This post presents a real-world data example of a 2-Cone Turnaround from the Bristol Fall Champ Tour just last weekend. Same car, two different drivers.
Figure 1 shows the GPS path plots of two different runs, Red and Blue. I’ve added the approximate location of the last cone in the preceeding feature at “A” and the entry and exit cones that define the turnaround. I’ve also annotated the paths with some other information from my 20Hz GPS data device that may be interesting.
Similarities: Both cars pass point “A” at an identical speed of 55.0mph. Both cars were very close to the entry cone as verified by video and both drivers downshifted to 1st gear without difficulty or incident. The minimum speeds for both cars are very similar, as are the peak lateral G figures recorded by the data device. Both cars trail-braked effectively right into the geometric center of the corner though Red’s data shows a slightly more “perfect” brake release than Blue. Blue’s path appears more circular and Red’s path closer to a spiral as a result. Both cars began to smoothly add throttle at almost exactly the same location which was near the “23.8mph” arrow. Both cars reach their maximum lateral G figure at almost the same location around the turn at which location a slight slope began that assisted turning. (Otherwise the G-peaks would have been closer to the minimum speed locations near the center.) Finally, at point B both cars reached exactly the same speed of 48.5mph. Frankly, I’ve never seen two sets of data by co-drivers look so similar in so many respects.

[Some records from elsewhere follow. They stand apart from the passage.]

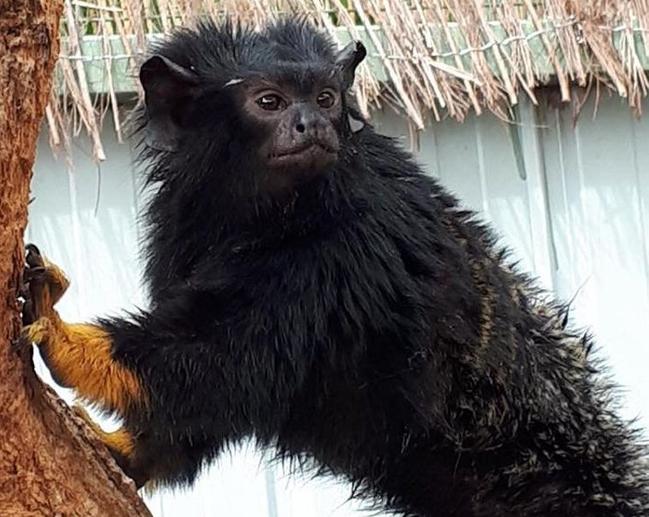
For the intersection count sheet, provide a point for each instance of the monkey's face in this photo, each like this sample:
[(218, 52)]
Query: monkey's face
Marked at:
[(271, 120), (297, 128)]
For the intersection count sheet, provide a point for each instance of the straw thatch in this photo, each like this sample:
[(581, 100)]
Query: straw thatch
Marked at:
[(429, 58)]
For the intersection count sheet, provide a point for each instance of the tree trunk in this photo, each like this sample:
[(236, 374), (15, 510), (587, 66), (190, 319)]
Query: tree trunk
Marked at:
[(51, 464)]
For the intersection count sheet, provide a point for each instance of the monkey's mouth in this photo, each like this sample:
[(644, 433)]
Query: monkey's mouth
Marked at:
[(310, 154)]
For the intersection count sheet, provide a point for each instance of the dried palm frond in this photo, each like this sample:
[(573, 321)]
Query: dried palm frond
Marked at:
[(427, 57)]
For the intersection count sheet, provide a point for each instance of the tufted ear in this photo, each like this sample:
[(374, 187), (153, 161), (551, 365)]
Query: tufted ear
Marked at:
[(168, 88), (348, 59)]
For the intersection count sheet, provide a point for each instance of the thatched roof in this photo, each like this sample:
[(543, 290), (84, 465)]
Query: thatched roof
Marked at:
[(428, 58)]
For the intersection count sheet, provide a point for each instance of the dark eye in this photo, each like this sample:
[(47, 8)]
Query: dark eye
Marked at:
[(326, 99), (271, 102)]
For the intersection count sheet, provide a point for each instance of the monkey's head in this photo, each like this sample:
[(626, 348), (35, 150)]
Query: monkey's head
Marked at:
[(263, 112)]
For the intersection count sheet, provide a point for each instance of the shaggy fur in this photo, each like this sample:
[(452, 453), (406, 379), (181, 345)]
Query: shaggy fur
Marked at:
[(364, 323)]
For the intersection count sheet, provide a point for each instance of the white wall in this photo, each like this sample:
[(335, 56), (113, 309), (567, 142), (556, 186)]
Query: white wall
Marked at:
[(571, 201)]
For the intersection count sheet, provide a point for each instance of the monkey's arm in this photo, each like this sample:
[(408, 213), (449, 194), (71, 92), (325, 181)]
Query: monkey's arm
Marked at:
[(140, 368), (79, 355)]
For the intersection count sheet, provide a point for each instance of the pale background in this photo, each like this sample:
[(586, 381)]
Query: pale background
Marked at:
[(571, 200)]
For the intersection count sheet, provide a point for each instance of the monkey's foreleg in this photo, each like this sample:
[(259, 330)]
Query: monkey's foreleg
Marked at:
[(79, 356)]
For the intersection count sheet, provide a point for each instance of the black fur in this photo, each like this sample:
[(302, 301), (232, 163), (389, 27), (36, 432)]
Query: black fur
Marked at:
[(365, 324)]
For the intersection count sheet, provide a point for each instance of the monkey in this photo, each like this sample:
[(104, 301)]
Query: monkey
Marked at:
[(313, 289)]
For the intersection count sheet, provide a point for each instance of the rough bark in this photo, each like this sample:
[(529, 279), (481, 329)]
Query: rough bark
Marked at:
[(51, 464)]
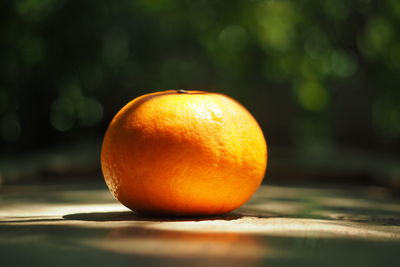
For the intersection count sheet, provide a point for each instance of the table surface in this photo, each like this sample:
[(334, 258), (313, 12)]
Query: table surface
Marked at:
[(65, 225)]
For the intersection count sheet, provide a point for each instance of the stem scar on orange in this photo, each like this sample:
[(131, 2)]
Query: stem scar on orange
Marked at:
[(183, 153)]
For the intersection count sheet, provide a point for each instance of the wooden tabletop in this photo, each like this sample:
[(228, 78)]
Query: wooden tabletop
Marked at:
[(82, 225)]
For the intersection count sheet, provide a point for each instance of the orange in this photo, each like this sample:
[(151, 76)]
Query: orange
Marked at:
[(183, 153)]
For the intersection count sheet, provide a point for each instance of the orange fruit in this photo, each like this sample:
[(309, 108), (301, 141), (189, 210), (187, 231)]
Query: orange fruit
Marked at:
[(183, 153)]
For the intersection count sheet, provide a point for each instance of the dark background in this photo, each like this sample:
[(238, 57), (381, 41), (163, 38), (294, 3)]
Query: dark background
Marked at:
[(321, 77)]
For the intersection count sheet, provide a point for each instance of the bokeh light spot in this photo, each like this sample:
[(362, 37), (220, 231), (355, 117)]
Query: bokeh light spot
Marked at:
[(312, 96)]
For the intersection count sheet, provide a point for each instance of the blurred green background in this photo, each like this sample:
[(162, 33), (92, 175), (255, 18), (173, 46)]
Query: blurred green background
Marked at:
[(321, 77)]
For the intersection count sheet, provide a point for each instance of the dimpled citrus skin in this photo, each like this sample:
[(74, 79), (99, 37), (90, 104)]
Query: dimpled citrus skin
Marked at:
[(183, 154)]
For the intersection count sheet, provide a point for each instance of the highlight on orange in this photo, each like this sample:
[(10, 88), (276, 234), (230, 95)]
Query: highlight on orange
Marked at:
[(183, 153)]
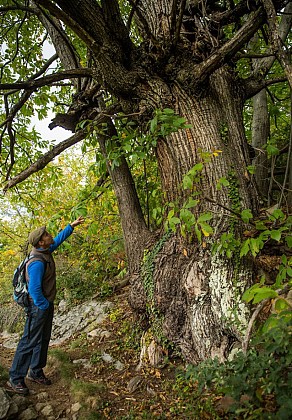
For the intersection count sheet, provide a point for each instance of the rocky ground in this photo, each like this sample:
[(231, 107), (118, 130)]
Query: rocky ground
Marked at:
[(93, 366)]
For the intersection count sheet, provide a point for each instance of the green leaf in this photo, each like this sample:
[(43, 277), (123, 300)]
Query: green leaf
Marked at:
[(276, 235), (272, 150), (264, 293), (281, 304), (246, 215), (187, 182), (205, 217), (191, 203), (245, 248), (288, 240), (250, 292)]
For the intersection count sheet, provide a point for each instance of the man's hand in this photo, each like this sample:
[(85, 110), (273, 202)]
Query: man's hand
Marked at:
[(77, 221)]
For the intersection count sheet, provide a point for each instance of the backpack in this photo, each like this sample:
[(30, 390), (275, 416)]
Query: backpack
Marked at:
[(19, 283)]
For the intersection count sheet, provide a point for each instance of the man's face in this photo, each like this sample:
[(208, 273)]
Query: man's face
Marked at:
[(46, 240)]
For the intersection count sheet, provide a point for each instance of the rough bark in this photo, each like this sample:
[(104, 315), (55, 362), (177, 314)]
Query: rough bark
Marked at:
[(189, 294), (260, 132), (197, 294)]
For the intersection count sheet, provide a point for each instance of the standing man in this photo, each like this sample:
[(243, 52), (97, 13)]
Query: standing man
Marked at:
[(32, 350)]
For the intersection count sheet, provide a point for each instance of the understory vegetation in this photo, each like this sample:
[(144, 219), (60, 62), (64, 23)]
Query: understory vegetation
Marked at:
[(256, 380)]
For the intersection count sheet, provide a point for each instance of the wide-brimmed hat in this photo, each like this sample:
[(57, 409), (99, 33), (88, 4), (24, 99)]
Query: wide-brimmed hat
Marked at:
[(36, 235)]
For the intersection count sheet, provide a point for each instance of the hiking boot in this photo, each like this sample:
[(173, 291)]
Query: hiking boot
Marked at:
[(39, 379), (18, 387)]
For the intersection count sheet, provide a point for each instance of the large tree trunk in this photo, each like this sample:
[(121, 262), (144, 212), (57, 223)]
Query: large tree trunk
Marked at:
[(193, 295)]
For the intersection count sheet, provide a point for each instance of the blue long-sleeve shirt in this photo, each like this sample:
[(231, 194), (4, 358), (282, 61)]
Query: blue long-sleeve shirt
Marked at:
[(36, 271)]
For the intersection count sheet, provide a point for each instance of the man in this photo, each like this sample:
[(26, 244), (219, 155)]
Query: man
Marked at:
[(31, 354)]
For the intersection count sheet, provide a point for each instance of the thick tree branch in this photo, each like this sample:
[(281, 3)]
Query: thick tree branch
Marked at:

Differences: The key difference is that Blue enters and exits the turn with essentially zero angle on either the entry cone or the exit cone. Red has made sure to obtain at least some angle on entry, about 7 degrees as close as I can measure. (This cost Red an initial loss of 0.03s which was quickly made up.) Red also doesn’t try to be perpendicular to the line between entry and exit cones when he passes the exit cone… he allows an exit angle. This allows some of the turn to be completed after the exit cone where turning while simultaneously accelerating fully in 1st gear was still possible. (Gotta love those Yokohamas!) Of course the effect of the 7 degree entry angle is the tighter line achieved by Red all around the turn. Neither driver even considered trying to add width to the entry. There simply wasn’t sufficient time or space to do so. Neither driver tried to add width to the exit. The geometry of the next feature favored exiting right on the cone, though Blue slightly missed it, as shown in the GPS path trace and as also confirmed by video.

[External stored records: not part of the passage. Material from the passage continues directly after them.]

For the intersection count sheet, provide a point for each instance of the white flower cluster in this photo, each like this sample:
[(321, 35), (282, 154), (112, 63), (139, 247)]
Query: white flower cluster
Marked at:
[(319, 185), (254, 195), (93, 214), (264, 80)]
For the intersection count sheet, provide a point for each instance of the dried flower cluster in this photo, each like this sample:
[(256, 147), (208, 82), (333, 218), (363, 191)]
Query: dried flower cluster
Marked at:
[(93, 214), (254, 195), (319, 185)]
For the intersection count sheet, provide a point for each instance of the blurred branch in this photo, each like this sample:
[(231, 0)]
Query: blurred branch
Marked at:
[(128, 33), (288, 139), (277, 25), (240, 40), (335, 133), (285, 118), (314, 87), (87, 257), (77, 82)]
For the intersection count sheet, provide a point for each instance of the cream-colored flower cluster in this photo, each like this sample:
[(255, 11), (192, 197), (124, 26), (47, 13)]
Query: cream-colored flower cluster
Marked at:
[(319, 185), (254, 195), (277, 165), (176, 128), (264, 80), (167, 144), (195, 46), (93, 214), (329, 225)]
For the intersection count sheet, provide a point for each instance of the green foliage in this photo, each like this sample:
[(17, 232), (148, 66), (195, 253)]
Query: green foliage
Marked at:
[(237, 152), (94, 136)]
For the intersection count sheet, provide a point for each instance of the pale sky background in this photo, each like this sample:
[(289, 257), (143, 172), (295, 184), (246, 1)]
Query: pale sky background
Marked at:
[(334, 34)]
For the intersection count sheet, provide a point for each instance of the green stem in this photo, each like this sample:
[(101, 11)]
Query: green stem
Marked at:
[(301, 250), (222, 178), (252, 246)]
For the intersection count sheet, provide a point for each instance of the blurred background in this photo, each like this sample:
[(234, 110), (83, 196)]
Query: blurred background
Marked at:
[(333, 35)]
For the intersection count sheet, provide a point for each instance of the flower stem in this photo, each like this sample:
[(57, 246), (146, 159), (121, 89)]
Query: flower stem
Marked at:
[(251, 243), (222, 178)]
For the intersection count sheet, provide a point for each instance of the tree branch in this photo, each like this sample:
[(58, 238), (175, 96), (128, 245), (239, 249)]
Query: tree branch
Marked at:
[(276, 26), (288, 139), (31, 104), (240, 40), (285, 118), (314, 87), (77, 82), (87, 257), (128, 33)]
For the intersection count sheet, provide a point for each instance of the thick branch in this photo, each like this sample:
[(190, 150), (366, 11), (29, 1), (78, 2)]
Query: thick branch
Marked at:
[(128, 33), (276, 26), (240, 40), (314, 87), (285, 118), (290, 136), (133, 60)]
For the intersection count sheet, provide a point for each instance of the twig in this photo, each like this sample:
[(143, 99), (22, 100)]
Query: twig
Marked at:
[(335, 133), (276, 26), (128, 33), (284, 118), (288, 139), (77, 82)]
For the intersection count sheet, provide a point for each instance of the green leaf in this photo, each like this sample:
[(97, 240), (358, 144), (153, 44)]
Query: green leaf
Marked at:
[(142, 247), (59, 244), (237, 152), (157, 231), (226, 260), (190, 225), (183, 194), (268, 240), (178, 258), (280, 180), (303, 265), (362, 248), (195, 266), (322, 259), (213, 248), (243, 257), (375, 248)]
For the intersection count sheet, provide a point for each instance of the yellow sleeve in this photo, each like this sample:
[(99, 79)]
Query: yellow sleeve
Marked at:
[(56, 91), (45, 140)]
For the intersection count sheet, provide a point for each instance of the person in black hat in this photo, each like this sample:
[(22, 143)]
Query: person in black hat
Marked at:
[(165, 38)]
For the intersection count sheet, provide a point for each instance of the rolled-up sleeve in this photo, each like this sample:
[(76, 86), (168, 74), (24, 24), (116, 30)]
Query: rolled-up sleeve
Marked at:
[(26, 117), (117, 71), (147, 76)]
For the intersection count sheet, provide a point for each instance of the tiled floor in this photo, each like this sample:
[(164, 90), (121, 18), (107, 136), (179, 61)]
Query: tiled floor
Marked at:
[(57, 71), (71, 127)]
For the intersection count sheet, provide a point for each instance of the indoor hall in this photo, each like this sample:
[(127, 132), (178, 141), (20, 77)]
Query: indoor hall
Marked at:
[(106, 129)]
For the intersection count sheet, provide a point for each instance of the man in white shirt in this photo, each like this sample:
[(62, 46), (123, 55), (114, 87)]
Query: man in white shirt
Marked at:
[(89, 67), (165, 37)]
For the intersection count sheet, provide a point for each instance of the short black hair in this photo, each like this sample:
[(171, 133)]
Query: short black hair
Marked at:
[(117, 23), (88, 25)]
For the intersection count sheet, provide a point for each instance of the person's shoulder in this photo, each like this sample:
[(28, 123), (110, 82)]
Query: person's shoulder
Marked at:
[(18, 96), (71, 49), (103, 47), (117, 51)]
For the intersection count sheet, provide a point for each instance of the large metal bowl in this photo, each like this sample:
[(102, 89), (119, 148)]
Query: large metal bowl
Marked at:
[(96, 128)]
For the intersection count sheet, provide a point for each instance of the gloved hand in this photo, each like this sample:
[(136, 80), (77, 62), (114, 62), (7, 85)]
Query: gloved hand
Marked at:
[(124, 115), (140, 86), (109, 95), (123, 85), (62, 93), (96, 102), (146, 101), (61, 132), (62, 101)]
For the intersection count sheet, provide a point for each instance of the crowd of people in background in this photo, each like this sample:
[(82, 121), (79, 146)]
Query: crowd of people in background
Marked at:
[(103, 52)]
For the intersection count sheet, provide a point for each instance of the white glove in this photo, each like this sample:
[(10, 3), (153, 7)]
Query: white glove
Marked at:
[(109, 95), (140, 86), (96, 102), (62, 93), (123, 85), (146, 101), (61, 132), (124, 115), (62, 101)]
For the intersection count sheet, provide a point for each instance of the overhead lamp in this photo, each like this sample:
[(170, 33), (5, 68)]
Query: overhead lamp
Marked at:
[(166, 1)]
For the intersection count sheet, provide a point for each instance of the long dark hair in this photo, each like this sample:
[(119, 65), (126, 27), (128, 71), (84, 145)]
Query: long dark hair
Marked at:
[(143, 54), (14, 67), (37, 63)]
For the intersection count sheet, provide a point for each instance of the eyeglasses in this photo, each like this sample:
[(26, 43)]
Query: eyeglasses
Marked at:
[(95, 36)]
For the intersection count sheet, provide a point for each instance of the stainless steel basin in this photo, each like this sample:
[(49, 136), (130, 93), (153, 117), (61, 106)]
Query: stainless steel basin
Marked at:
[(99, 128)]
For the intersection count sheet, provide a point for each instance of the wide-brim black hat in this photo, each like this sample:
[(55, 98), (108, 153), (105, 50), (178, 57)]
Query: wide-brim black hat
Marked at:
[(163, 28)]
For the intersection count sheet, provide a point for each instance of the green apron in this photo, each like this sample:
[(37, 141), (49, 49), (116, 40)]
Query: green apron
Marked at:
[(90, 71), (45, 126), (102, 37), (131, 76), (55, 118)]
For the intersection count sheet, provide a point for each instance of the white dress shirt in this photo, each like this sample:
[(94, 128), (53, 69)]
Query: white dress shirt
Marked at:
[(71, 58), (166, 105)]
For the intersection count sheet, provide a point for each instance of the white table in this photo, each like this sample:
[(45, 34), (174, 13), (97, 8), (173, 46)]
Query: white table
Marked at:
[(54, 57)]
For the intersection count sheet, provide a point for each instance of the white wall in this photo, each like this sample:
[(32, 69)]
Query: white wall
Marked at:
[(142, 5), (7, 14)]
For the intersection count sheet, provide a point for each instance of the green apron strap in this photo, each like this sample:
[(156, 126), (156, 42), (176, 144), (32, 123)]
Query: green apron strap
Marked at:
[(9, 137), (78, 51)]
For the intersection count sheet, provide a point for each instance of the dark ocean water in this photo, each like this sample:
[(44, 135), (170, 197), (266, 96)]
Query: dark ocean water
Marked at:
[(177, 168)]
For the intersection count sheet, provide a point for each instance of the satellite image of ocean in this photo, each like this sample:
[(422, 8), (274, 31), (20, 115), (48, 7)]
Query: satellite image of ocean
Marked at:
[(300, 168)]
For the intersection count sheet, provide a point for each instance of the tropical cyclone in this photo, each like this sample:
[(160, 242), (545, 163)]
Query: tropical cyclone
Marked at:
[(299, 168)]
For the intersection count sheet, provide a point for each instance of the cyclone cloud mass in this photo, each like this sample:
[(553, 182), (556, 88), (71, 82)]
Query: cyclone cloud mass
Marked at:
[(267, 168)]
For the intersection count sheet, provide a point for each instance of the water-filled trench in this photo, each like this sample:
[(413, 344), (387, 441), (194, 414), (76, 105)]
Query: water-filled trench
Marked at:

Result: The tighter line achieved by Red resulted in 24′ less traveled and a stunning 0.38s time saved over the distance from A to B, almost all of which was gained in between the entry and exit cones.

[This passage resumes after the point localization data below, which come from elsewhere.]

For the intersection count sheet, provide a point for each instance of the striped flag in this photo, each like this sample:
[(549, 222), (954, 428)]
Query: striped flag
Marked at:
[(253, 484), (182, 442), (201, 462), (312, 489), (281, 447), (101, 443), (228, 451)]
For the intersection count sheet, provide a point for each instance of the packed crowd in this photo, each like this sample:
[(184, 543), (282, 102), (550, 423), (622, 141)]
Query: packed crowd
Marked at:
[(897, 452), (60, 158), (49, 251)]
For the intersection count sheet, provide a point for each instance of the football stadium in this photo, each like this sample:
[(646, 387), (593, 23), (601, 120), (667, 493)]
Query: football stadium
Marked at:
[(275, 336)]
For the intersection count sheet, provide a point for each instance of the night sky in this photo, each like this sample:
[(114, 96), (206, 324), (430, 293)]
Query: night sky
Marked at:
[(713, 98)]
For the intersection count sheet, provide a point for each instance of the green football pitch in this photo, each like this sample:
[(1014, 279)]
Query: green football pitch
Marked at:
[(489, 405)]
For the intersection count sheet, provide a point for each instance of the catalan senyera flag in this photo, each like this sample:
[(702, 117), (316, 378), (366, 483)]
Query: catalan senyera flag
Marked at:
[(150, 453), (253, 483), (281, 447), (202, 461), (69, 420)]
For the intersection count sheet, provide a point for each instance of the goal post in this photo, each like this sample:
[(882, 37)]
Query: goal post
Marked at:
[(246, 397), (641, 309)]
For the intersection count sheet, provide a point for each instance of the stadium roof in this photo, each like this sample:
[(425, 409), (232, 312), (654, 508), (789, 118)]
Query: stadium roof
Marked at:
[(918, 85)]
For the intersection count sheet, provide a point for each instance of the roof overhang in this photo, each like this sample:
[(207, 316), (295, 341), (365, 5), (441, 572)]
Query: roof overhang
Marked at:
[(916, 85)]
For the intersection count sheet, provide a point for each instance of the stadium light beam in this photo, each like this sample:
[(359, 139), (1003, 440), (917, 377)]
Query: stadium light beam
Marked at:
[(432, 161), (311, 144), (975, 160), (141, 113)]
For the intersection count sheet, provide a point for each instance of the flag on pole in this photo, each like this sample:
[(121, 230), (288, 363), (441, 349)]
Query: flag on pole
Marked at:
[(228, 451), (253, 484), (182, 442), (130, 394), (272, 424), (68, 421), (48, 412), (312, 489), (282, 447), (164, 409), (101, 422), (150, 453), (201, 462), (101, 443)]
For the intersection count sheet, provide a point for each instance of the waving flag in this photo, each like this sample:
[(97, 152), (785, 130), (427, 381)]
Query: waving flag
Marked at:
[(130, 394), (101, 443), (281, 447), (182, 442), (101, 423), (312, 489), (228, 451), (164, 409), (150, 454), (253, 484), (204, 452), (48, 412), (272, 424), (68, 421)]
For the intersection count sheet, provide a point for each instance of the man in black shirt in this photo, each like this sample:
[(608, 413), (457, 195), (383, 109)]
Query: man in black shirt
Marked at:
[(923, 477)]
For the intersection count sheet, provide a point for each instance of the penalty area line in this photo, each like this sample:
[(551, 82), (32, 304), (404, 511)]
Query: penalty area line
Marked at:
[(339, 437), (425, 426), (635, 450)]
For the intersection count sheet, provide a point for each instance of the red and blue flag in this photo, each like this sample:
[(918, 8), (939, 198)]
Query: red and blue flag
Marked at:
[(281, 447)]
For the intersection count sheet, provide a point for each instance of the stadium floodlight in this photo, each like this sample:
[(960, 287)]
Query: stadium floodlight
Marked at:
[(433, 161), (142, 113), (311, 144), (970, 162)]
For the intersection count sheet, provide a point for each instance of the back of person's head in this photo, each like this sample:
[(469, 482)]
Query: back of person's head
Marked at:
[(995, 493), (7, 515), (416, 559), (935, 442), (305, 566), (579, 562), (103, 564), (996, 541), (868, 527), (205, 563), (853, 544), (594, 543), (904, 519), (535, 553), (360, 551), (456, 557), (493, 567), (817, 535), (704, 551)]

I think this is a good example of how constrained we are so much of the time in autocross. The approach speed and pinched entry and exit geometries made it impossible to add width to either the entry or the exit of the turnaround without paying a severe price. In effect, the usual advice to “use all of the track” had no applicability in this case, which I suspect is quite common in autocross. On the other hand, making the effort to achieve a relatively small angle on the entry cone and allowing an angle to remain at the exit paid great dividends.
Note: Post was updated 9/11 to include distance traveled information.